26 It is axiomatic that the reasons of the Authority, as with those of other administrative tribunals and officials, must not in later judicial review (or related appellate) proceedings be read narrowly and with an eye for error: Minister for Immigration and Ethnic Affairs v Wu Shan Liang (1996) 185 CLR 259, at 272. Approaching the Authority’s reasons in this way, I am not persuaded that the Authority was unaware that the Letter of Support, if accepted, was capable of corroborating at least some of the respondent’s claims. True it is that the Authority has not employed the word “corroborate”, but the description “letter of support” which was adopted by the Authority conveys that understanding, in my view. Once this is appreciated, what the Authority is conveying in its reasons is that it is not satisfied that this corroborative letter could not have been obtained and furnished to the Minister before the delegate made the decision under review. That is a sufficient basis, explained in tolerably clear, if abbreviated, terms, for satisfaction that no exceptional circumstances exist. The Minister’s second proposition is also made out.

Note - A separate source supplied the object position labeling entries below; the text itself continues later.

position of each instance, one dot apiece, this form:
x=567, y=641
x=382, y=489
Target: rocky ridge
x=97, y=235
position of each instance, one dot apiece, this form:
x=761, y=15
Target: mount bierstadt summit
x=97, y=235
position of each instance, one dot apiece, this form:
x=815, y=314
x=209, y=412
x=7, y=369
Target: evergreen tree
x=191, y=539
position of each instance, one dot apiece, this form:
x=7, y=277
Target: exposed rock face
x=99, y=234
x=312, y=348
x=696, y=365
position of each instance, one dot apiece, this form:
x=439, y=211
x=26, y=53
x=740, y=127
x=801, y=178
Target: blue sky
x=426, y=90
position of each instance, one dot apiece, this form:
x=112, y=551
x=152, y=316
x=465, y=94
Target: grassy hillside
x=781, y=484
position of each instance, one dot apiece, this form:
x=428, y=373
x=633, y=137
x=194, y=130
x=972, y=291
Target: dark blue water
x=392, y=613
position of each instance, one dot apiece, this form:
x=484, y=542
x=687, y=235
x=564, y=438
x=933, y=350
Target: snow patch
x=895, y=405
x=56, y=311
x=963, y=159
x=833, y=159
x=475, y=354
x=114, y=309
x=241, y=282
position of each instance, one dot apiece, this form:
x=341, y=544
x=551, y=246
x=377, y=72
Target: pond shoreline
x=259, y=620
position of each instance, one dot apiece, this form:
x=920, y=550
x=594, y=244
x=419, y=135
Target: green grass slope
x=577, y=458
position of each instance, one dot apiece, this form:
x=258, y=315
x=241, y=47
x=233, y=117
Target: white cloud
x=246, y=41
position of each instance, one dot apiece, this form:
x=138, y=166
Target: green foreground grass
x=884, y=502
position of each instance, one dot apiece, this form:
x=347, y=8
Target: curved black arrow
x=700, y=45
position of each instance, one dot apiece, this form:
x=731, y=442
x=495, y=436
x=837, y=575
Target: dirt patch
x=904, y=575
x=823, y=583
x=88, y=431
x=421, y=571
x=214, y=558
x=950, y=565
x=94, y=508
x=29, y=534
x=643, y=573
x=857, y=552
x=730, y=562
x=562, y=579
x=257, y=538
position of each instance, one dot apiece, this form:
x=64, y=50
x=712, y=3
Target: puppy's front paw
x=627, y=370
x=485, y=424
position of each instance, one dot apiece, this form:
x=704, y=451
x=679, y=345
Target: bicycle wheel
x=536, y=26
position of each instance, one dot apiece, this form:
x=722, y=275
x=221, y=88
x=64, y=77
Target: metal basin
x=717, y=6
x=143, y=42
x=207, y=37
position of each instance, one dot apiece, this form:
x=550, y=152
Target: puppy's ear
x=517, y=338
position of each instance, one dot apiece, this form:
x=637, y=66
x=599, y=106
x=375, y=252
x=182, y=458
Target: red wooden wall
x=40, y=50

27 On these bases alone, the appeal must be allowed. It is as well though to consider the Minister’s third proposition. In the text of s 473DD(b)(ii), it is the word “may”, not “must”, which is employed. The point made by the respondent about the Letter of Support is a good one. It may (and that is all that s 473DD(b)(ii) would require) have impacted upon the finding by the delegate that the respondent was no longer of interest to the EPDP or the Army (or at least in the case of the Army whether the respondent could relocate to an area where the local unit of the Army that was a threat to him would not be a risk). That was because the Letter of Support, fairly read, admitted of a conclusion that those parties were still seeking out the respondent, even after he had left Sri Lanka. Were I not to have made the findings I have made in relation to the Minister’s first and second propositions, I have little doubt that the failure to consider the Letter of Support would have been material in the sense described in Hossain v Minister for Immigration and Border Protection (2018) 264 CLR 123. I do not therefore consider that there is any merit in the Minister’s third proposition. That conclusion does not however affect the disposition of the appeal.
28 For these reasons, the appeal must be allowed and the orders made by the Federal Circuit Court set aside. There is no reason why costs should not follow the event both in respect of the appeal and in the court below.